Archive for November, 2009

Our Future Robotic Overlords

Sunday, November 8th, 2009

Many humans, on the other hand, don’t learn or grow all that much once they get to adulthood. A world of robots that were programmed to be competent at their jobs, but not to learn much, wouldn’t be enormously different from our current one.

Human Level AI: The Foresight Institute

Given that most customer-facing employees of large corporations would struggle to pass a Turing test, the threshold machines need to reach to replace humans in customer service roles is not particularly high. Anyone who has attempted to resolve a problem with a bank, utility company or government body in the last decade would probably welcome the chance to interact with a machine instead of a minimum-wage, script-reading, disempowered, indifferent human – outsourced or otherwise.

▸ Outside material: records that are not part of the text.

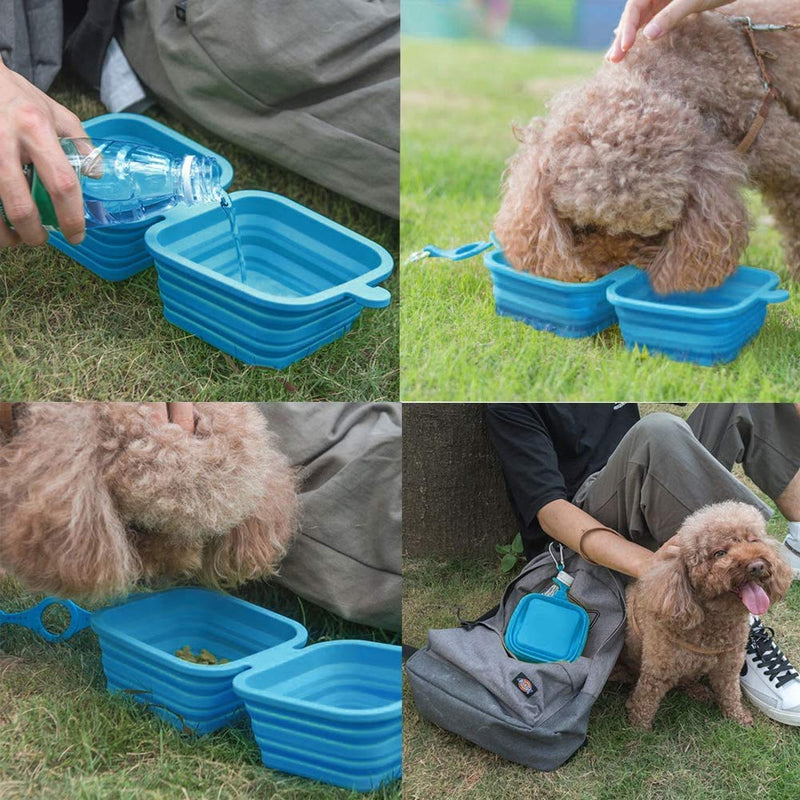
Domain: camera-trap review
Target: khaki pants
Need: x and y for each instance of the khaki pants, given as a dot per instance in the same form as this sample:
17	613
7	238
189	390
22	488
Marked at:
665	469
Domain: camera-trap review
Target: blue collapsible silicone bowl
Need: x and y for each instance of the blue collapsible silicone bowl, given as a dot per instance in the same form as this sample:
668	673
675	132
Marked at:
706	328
572	310
544	629
331	712
140	637
308	278
118	251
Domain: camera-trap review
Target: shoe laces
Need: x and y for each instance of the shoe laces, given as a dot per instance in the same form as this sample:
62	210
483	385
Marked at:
768	656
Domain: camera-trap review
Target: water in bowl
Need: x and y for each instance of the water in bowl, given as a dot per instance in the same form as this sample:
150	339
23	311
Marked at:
230	213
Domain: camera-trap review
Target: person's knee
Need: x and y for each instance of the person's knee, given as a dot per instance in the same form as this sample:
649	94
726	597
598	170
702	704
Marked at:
662	424
663	433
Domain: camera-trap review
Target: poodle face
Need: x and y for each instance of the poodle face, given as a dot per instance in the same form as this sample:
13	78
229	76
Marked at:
96	497
719	559
621	173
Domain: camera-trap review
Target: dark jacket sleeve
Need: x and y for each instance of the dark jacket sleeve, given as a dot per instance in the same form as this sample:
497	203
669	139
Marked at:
530	465
88	30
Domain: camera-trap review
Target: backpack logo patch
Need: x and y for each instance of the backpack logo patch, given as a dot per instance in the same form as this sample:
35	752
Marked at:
525	684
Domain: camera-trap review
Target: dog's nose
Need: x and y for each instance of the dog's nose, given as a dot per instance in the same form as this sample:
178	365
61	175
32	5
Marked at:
756	568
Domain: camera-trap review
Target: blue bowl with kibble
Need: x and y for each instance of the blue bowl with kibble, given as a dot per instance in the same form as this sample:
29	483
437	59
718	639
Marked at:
202	660
140	638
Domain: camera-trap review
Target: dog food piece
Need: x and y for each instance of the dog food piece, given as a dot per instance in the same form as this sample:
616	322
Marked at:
203	657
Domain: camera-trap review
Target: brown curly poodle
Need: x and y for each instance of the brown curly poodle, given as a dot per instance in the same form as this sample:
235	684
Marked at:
688	615
639	165
95	497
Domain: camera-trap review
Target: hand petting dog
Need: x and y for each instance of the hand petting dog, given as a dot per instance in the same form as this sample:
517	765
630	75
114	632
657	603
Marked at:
645	164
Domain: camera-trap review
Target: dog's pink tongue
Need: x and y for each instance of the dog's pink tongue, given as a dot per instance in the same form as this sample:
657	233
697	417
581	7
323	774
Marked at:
754	597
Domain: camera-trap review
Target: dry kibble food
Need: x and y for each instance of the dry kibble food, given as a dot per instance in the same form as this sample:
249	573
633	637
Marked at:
203	657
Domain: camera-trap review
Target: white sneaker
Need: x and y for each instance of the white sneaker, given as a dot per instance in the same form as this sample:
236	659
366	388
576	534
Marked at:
768	679
791	552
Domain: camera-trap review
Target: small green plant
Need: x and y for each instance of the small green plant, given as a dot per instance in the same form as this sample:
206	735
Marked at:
511	555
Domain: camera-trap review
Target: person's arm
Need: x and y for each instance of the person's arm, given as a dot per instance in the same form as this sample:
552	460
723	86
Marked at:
31	124
530	465
567	523
657	17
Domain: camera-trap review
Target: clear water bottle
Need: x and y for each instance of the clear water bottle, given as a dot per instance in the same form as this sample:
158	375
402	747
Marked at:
125	182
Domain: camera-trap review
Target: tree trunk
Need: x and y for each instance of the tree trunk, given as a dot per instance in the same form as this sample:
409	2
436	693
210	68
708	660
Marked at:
454	496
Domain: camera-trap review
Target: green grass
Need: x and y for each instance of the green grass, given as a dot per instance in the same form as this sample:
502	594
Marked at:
459	101
691	753
66	334
64	736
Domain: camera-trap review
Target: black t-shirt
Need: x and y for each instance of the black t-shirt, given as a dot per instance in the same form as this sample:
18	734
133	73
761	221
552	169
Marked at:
548	450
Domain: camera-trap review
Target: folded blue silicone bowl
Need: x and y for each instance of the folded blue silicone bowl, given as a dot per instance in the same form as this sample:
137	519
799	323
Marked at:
118	251
139	639
332	712
706	328
308	278
572	310
544	629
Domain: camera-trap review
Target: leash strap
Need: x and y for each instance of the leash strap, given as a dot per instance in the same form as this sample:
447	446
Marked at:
749	27
758	122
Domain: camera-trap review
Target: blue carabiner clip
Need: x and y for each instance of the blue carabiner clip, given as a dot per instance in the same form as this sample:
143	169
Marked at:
461	253
32	619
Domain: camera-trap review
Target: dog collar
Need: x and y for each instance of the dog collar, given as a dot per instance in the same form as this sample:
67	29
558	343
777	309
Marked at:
772	93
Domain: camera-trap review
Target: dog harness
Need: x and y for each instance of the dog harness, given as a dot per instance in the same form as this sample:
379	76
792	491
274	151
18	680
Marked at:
772	92
680	642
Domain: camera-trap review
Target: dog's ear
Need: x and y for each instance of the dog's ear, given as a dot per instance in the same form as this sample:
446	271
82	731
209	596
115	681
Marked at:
527	225
707	241
255	548
666	589
60	532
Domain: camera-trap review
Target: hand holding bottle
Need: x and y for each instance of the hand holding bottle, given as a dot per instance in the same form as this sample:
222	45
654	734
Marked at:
30	126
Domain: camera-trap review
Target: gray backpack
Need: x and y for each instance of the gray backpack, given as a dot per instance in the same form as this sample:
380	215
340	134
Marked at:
465	681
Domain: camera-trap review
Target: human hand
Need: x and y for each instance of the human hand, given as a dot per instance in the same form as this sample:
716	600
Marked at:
178	413
656	17
31	124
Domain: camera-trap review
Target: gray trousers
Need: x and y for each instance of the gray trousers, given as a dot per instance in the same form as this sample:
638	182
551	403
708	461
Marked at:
665	469
312	86
348	557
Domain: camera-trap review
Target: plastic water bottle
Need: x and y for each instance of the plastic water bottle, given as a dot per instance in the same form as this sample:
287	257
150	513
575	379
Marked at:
562	579
125	182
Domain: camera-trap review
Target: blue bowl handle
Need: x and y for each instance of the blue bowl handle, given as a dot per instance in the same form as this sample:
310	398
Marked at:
32	619
775	296
369	296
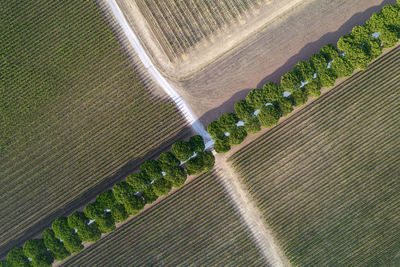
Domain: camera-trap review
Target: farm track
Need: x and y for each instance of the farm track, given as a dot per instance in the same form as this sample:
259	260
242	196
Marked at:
106	113
325	178
197	224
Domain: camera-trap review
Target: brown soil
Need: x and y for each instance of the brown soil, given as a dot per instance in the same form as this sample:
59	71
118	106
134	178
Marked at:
270	54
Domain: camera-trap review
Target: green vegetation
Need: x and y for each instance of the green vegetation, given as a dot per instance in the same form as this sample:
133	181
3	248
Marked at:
327	179
179	231
74	109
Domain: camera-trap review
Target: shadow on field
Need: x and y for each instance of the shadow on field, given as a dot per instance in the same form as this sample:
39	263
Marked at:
304	54
90	194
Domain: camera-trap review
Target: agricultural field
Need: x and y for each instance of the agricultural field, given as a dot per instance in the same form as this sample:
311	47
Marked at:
326	178
196	225
74	109
178	25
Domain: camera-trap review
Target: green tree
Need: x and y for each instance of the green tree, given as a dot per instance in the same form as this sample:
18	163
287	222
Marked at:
313	89
135	203
243	110
119	213
299	97
168	159
149	195
228	121
37	251
342	67
319	62
138	181
327	77
54	245
237	135
252	125
93	209
151	169
196	143
269	116
305	71
106	200
290	81
105	223
222	145
181	150
215	130
77	220
162	187
122	192
176	175
329	52
284	105
16	257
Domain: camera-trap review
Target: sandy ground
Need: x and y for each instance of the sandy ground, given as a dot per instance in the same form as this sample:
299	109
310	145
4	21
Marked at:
251	215
270	54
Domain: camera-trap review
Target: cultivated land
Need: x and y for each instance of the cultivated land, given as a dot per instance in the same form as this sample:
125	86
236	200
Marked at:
196	225
272	52
326	178
74	111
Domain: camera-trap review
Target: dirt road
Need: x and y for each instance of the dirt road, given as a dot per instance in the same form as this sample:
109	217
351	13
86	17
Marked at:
251	214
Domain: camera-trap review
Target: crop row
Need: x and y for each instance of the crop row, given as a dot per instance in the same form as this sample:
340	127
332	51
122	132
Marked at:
198	224
326	179
264	107
181	24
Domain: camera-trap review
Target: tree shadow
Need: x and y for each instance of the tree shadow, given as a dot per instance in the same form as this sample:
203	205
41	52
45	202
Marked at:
304	54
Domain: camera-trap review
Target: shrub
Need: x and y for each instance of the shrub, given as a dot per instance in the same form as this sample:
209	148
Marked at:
329	52
197	143
252	125
181	150
162	187
16	257
269	116
319	62
168	159
284	105
304	70
299	97
313	89
222	145
215	130
119	213
327	78
149	195
290	81
237	135
105	200
54	245
176	175
138	181
228	121
243	110
151	169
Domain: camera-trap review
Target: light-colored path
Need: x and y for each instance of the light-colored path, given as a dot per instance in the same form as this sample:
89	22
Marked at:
251	214
156	75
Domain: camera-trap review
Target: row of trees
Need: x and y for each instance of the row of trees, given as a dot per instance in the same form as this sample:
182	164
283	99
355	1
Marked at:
263	107
155	178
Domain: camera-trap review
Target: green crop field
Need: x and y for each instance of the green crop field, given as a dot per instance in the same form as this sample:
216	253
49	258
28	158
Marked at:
327	178
197	225
74	109
178	25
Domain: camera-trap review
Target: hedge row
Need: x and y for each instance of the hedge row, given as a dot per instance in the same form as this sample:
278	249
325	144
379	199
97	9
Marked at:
263	107
155	178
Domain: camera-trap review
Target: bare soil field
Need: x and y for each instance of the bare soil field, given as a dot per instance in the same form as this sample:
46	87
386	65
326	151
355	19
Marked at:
271	53
326	179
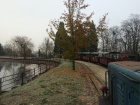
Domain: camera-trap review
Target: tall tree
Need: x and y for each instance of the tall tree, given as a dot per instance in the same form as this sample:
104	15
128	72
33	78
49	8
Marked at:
2	52
60	34
100	30
77	26
92	38
46	48
24	45
131	34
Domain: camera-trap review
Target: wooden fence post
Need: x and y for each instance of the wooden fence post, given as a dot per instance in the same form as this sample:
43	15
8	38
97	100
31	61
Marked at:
22	78
34	72
49	65
40	69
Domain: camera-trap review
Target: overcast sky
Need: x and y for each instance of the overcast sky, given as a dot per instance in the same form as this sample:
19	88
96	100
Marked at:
31	17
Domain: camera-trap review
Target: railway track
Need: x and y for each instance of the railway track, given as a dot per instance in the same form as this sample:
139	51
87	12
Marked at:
91	78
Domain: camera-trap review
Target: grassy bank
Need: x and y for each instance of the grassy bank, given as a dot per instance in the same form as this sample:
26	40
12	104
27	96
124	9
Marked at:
59	86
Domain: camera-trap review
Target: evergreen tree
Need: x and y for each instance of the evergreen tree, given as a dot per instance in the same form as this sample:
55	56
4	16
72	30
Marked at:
92	39
61	33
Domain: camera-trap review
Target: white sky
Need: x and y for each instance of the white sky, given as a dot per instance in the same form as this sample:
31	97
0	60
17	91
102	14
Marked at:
31	17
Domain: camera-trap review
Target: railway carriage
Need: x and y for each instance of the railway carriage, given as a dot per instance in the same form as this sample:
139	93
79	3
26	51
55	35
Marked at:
124	82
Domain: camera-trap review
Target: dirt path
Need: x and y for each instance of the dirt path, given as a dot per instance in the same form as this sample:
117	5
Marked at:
99	71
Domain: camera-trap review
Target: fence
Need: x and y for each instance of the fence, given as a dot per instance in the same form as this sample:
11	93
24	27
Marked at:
11	81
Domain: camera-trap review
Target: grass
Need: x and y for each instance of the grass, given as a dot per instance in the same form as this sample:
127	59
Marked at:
59	86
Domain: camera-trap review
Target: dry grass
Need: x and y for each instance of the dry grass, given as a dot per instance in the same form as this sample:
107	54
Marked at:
59	86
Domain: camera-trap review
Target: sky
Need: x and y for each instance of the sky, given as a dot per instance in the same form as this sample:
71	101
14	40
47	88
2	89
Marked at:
31	17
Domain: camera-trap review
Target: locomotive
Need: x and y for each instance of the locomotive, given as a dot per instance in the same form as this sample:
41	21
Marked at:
102	58
122	80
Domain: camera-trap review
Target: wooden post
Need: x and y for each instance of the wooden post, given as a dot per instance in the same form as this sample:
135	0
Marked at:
22	78
34	72
0	85
40	69
49	65
46	67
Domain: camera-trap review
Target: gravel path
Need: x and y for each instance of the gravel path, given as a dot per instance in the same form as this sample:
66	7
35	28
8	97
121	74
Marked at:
99	71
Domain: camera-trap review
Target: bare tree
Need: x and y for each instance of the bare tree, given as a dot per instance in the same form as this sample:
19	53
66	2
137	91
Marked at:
131	34
46	48
24	45
77	26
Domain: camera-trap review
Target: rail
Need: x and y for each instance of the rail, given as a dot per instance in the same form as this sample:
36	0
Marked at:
18	79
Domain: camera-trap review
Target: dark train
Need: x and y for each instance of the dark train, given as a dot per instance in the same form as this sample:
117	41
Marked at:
101	57
122	80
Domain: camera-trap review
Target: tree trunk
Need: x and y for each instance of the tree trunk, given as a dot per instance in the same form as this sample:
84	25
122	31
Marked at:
73	64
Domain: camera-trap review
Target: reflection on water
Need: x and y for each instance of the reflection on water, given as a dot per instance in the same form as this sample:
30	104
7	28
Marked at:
15	74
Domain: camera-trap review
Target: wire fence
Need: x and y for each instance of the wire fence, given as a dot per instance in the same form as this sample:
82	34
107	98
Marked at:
12	81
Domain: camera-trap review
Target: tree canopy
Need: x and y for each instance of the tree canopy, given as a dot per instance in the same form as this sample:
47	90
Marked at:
73	34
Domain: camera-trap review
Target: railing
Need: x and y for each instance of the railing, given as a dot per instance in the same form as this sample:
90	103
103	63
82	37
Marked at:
11	81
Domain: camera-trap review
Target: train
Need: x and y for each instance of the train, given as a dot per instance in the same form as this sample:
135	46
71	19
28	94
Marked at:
102	58
122	80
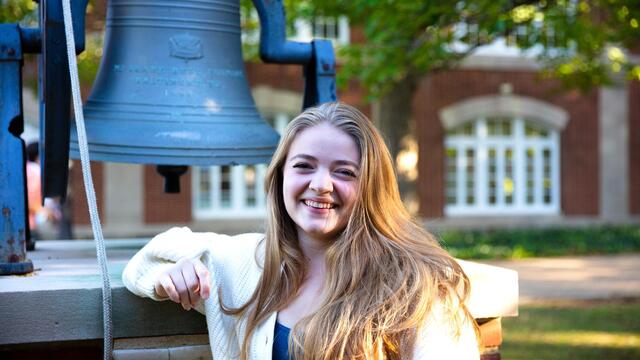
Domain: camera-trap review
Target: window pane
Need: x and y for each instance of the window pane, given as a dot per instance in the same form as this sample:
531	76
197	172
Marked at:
204	187
250	185
451	175
470	170
546	171
508	184
531	130
492	171
529	173
499	126
225	186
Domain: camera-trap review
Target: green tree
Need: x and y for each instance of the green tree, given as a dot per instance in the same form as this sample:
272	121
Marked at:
580	43
12	11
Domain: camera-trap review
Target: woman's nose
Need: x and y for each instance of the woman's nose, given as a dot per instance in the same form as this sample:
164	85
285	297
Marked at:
321	182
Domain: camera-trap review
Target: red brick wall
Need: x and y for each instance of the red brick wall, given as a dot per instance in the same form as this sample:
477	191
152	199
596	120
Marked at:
77	196
160	207
634	147
579	140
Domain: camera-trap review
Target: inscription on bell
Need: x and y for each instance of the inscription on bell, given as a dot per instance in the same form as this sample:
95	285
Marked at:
185	46
158	75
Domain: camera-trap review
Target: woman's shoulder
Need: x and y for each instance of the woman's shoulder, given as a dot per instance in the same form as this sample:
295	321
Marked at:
447	330
193	244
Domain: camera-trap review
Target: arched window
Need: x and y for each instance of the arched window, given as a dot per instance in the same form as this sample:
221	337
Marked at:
507	163
233	191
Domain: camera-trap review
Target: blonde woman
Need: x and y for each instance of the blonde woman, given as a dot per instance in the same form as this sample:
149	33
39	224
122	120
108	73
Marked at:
342	272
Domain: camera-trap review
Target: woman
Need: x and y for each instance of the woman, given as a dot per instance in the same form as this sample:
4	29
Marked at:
341	273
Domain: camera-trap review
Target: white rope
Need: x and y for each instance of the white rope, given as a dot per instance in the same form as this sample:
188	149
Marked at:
88	181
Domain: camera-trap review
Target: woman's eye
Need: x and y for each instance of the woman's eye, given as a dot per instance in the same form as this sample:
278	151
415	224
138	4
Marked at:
348	173
302	166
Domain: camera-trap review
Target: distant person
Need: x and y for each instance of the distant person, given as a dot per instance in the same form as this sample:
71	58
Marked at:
341	273
34	193
39	214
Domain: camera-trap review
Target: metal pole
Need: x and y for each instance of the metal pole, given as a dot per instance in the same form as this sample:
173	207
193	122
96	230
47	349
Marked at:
13	252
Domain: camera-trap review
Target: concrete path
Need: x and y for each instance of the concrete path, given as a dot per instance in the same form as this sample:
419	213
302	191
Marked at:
576	278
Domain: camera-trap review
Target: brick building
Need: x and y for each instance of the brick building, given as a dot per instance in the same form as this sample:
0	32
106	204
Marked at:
497	146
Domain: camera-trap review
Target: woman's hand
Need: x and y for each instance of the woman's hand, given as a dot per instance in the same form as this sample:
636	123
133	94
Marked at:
187	282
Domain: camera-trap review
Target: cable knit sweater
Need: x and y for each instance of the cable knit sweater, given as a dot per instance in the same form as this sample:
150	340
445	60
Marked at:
235	268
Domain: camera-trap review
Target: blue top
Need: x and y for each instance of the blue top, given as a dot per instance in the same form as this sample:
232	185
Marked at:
281	342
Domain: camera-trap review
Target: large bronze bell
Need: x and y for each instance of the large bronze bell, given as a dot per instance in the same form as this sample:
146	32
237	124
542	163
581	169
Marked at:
172	88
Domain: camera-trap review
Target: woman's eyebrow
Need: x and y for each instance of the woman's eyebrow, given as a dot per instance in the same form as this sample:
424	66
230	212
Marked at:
347	162
312	158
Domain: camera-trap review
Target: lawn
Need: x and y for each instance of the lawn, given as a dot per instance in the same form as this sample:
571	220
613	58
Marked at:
574	330
524	243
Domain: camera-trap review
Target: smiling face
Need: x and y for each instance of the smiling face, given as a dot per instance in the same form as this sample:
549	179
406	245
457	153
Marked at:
320	178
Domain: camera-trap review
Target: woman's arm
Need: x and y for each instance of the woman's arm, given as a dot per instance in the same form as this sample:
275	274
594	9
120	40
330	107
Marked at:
440	338
169	266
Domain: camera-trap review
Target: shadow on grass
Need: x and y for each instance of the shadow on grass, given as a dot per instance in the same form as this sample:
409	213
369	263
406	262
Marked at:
531	350
574	330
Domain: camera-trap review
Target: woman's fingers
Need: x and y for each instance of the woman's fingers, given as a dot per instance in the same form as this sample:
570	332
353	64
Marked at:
191	282
186	283
165	288
181	287
204	279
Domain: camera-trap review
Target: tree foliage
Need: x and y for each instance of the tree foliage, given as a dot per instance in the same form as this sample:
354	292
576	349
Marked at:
580	42
12	11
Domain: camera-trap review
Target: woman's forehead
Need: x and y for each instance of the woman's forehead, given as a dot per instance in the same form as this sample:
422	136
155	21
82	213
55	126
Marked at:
325	141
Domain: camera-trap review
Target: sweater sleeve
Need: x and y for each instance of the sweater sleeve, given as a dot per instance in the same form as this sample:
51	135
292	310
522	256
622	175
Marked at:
159	254
440	340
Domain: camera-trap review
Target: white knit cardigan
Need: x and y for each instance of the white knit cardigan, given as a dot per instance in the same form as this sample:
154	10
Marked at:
235	270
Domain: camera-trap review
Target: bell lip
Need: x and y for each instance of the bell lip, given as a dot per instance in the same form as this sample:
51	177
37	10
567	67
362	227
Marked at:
147	159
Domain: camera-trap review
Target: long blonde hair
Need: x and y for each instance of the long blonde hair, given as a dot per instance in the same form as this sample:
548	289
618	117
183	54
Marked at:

It’s a fallacy to imagine that decades of exponential growth in processing power means that computers will necessarily continue to get faster and more powerful every year – Moore’s law is catchy phrase to describe an observation nothing more. It is also a questionable belief that the difference between a machine and a human is simply one of complexity, that given enough interlinked processors we could brute force intelligence. Nonetheless, it is very hard to imagine a future in which technology does not advance to the point that many social roles could not be carried out by sophisticated, automatic machines.

What then for dreams of full employment? What then for the issue of leisure? People who believe in the Singularity tend to view it with quasi-religious awe as a coming techno-rapture in which the geek shall inherit the earth and the coming SuperIntelligence will solve all problems.

There is more than enough surplus wealth already to feed and clothe the poor of the world – and yet there is no sign of this happening. Why do we imagine that the future owners of unimaginably powerful technology will be any more benevolent than the current rich?